L’antivirus russe Kaspersky a disparu sans préavis des ordinateurs de ses utilisateurs américains et il a été remplacé automatiquement par UltraAV, un produit de la société américaine Pango Group.
Cette transition forcée a pris de court de nombreux clients, provoquant incompréhension et inquiétude sur les réseaux sociaux. Certains ont même craint une infection par un logiciel malveillant en découvrant ce nouveau programme sur leur bureau : “Je me suis réveillé et j’ai vu ce nouveau système antivirus sur mon bureau et j’ai essayé d’ouvrir Kaspersky mais il avait disparu. J’ai donc dû chercher ce qui s’était passé parce que j’étais littéralement en train de faire une mini crise cardiaque en pensant que mon bureau avait un virus qui avait désinstallé Kaspersky d’une manière ou d’une autre”, avance un utilisateur du réseau social Reddit.
Interdiction officielle
Cette situation découle de l’interdiction en juin par le gouvernement américain des produits Kaspersky qui ont été jugés trop proches du pouvoir russe. L’éditeur avait alors annoncé son retrait progressif du marché américain – devant être effectif au 29 septembre 2024. Il laisse ainsi sa place aux acteurs locaux comme Norton, Avast ou encore à l’européen Bitdefender qui compte plus de 400 millions de clients dans le monde. Pour gérer cette sortie, Kaspersky a conclu un accord avec Pango Group pour le rachat de sa base clients américaine. Ce dernier édite l’antivirus UltraAV mais également les VPN UltraVPN, Betternet et Hotspot Shield.
Bien que Kaspersky ait envoyé un email à ses utilisateurs leur promettant une “protection de cybersécurité fiable” avec UltraAV, rien ne laissait présager une mise à jour automatique sans préavis.

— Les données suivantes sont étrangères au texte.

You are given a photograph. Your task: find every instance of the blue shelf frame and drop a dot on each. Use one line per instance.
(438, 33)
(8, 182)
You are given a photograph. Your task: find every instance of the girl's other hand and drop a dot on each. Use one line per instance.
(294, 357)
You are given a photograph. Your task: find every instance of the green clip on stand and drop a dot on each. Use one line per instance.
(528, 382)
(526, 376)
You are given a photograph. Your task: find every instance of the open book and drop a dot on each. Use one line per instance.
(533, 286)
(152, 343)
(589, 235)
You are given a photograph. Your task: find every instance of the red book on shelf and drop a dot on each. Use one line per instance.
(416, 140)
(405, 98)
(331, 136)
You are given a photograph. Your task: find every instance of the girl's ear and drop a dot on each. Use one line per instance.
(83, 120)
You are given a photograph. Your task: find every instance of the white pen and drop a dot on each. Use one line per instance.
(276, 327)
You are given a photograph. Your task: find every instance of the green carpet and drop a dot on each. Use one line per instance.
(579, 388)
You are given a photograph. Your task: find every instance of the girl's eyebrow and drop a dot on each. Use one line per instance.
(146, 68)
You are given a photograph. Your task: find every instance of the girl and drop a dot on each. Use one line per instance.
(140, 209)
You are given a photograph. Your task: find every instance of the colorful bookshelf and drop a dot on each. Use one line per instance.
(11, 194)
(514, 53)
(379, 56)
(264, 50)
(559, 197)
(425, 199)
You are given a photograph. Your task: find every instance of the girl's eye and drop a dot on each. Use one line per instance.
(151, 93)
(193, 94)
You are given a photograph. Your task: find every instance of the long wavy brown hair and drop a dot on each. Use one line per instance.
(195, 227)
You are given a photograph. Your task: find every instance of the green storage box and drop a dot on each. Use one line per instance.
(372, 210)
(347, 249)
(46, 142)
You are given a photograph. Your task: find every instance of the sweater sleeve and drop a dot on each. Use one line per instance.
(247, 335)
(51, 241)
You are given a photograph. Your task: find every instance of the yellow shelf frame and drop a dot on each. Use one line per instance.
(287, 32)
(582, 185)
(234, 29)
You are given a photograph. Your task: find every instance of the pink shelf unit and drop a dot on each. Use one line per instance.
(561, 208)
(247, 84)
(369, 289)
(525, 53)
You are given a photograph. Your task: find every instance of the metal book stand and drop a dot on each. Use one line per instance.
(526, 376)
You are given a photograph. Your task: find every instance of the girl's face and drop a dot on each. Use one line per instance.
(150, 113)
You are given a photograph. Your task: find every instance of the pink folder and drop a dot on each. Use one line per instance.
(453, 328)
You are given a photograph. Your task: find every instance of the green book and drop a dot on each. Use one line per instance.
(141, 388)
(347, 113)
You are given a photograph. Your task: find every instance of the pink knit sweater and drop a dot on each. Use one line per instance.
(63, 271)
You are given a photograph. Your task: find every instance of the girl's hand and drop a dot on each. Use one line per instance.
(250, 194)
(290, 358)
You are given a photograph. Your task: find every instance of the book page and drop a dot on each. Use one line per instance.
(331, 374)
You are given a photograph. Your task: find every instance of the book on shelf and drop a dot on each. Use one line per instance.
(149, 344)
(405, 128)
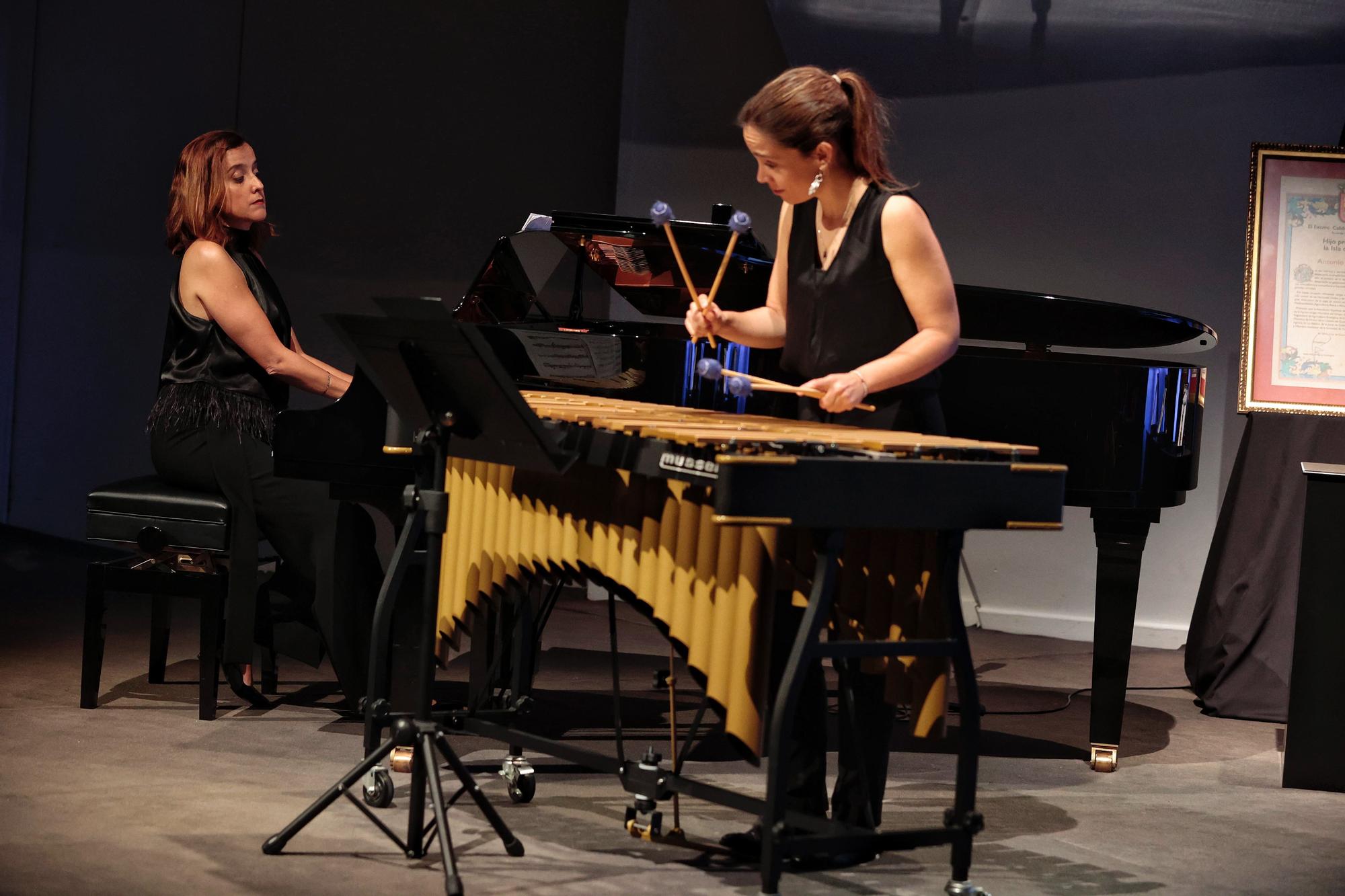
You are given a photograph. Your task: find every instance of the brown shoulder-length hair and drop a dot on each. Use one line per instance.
(804, 107)
(197, 196)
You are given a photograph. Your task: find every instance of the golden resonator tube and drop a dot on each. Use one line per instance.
(709, 588)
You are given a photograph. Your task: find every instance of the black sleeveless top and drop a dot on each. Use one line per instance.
(205, 378)
(852, 313)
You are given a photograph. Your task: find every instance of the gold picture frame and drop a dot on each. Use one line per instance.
(1293, 350)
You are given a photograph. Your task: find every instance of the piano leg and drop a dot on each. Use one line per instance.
(1121, 534)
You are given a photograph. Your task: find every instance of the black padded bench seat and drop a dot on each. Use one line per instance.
(178, 536)
(155, 516)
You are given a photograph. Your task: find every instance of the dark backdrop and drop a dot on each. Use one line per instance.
(397, 140)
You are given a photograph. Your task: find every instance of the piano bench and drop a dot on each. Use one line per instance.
(180, 538)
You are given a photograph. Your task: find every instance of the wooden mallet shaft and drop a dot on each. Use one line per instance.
(687, 276)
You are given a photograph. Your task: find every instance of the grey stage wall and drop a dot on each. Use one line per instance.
(397, 140)
(1126, 190)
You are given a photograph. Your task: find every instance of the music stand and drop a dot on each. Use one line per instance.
(443, 378)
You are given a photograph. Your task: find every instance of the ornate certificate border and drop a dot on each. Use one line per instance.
(1293, 354)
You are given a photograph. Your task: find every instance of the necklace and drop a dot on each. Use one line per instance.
(857, 190)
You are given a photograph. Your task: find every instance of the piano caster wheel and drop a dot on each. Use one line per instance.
(520, 778)
(379, 788)
(1104, 758)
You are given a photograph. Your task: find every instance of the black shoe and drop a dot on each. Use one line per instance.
(235, 676)
(744, 844)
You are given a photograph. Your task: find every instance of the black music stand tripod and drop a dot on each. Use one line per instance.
(430, 509)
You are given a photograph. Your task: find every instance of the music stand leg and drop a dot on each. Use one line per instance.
(423, 732)
(453, 883)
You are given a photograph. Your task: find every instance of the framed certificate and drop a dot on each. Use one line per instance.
(1295, 292)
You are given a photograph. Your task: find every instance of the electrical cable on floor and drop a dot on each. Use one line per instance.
(905, 712)
(1066, 705)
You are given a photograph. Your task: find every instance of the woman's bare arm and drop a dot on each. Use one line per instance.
(210, 278)
(336, 372)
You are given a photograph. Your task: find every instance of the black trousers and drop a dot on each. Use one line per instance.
(322, 596)
(863, 747)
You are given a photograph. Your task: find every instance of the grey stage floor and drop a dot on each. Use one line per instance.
(139, 797)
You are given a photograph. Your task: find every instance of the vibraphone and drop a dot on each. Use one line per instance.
(700, 518)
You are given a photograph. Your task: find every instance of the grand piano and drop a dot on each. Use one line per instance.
(592, 303)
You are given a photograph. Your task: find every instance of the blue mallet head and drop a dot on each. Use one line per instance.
(739, 386)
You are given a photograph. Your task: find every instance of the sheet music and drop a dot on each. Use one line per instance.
(572, 354)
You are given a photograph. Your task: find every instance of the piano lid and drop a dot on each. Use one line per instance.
(1039, 319)
(631, 256)
(532, 275)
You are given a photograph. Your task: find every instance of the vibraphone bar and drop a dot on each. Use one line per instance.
(700, 518)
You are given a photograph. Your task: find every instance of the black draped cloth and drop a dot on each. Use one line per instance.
(1242, 633)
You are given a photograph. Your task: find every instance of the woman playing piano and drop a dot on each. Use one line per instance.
(229, 361)
(863, 304)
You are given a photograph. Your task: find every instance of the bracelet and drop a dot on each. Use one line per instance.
(863, 381)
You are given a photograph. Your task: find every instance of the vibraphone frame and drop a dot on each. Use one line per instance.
(746, 487)
(656, 783)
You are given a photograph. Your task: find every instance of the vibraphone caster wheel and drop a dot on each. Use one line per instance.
(520, 778)
(644, 829)
(379, 788)
(1104, 758)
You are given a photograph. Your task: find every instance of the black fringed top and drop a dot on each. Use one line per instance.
(852, 313)
(206, 378)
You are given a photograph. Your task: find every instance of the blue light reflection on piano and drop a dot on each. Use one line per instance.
(732, 357)
(1164, 424)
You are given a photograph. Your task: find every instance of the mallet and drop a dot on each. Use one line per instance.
(742, 385)
(661, 213)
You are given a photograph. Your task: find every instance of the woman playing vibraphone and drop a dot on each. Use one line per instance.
(863, 303)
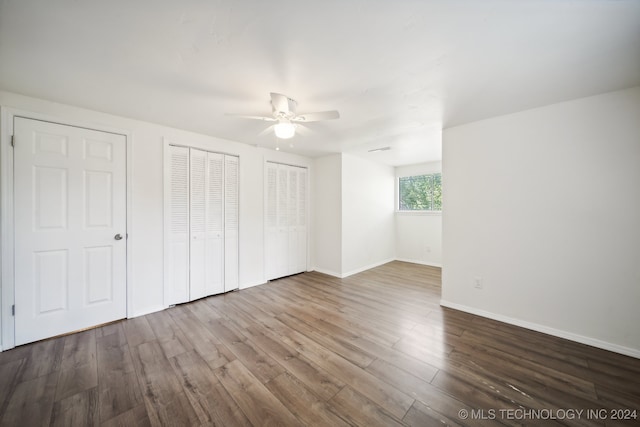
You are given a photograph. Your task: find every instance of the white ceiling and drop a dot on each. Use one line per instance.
(398, 71)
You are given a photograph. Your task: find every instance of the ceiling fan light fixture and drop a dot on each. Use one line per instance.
(284, 129)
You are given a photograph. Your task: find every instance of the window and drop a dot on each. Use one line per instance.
(420, 193)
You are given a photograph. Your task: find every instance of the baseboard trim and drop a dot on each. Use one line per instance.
(251, 285)
(328, 272)
(415, 261)
(593, 342)
(367, 267)
(147, 311)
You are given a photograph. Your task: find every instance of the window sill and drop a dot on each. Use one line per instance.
(419, 213)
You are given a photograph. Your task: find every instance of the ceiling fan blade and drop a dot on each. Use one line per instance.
(302, 130)
(243, 116)
(316, 117)
(282, 103)
(267, 131)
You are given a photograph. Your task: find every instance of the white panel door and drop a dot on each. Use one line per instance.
(197, 223)
(215, 225)
(231, 222)
(177, 247)
(70, 228)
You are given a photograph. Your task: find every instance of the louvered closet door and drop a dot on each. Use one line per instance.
(285, 220)
(231, 220)
(198, 212)
(282, 239)
(271, 220)
(292, 217)
(203, 222)
(178, 228)
(301, 223)
(215, 252)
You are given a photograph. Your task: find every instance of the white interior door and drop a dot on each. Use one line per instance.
(231, 222)
(177, 211)
(271, 220)
(292, 216)
(301, 223)
(201, 224)
(215, 251)
(198, 214)
(70, 228)
(285, 220)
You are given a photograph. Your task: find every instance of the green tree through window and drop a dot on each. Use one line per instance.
(420, 193)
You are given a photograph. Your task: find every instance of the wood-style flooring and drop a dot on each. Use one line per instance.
(375, 349)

La transition a aussi concerné les services VPN, les clients passant automatiquement de Kaspersky VPN à UltraVPN sans leur accord explicite.
Tout aussi gênante, la désinstallation d’UltraAV s’est avérée particulièrement complexe pour les utilisateurs du nouveau service qui n’ont pas pu faire appel à la méthode traditionnelle pour supprimer le logiciel antivirus en quelques clics. Face aux critiques, Kaspersky s’est défendu en affirmant que cette mise à jour visait à éviter toute “faille de protection” lors de son retrait du marché américain. Pango Group, de son côté, assure dans une FAQ avoir prévenu tous les clients Windows dès le 5 septembre via divers canaux.
En France, Kaspersky est encore autorisé malgré le fait que l’Anssi se soit posé des questions au moment du démarrage de la guerre en Ukraine. En Allemagne, l’éditeur russe n’est plus le bienvenu.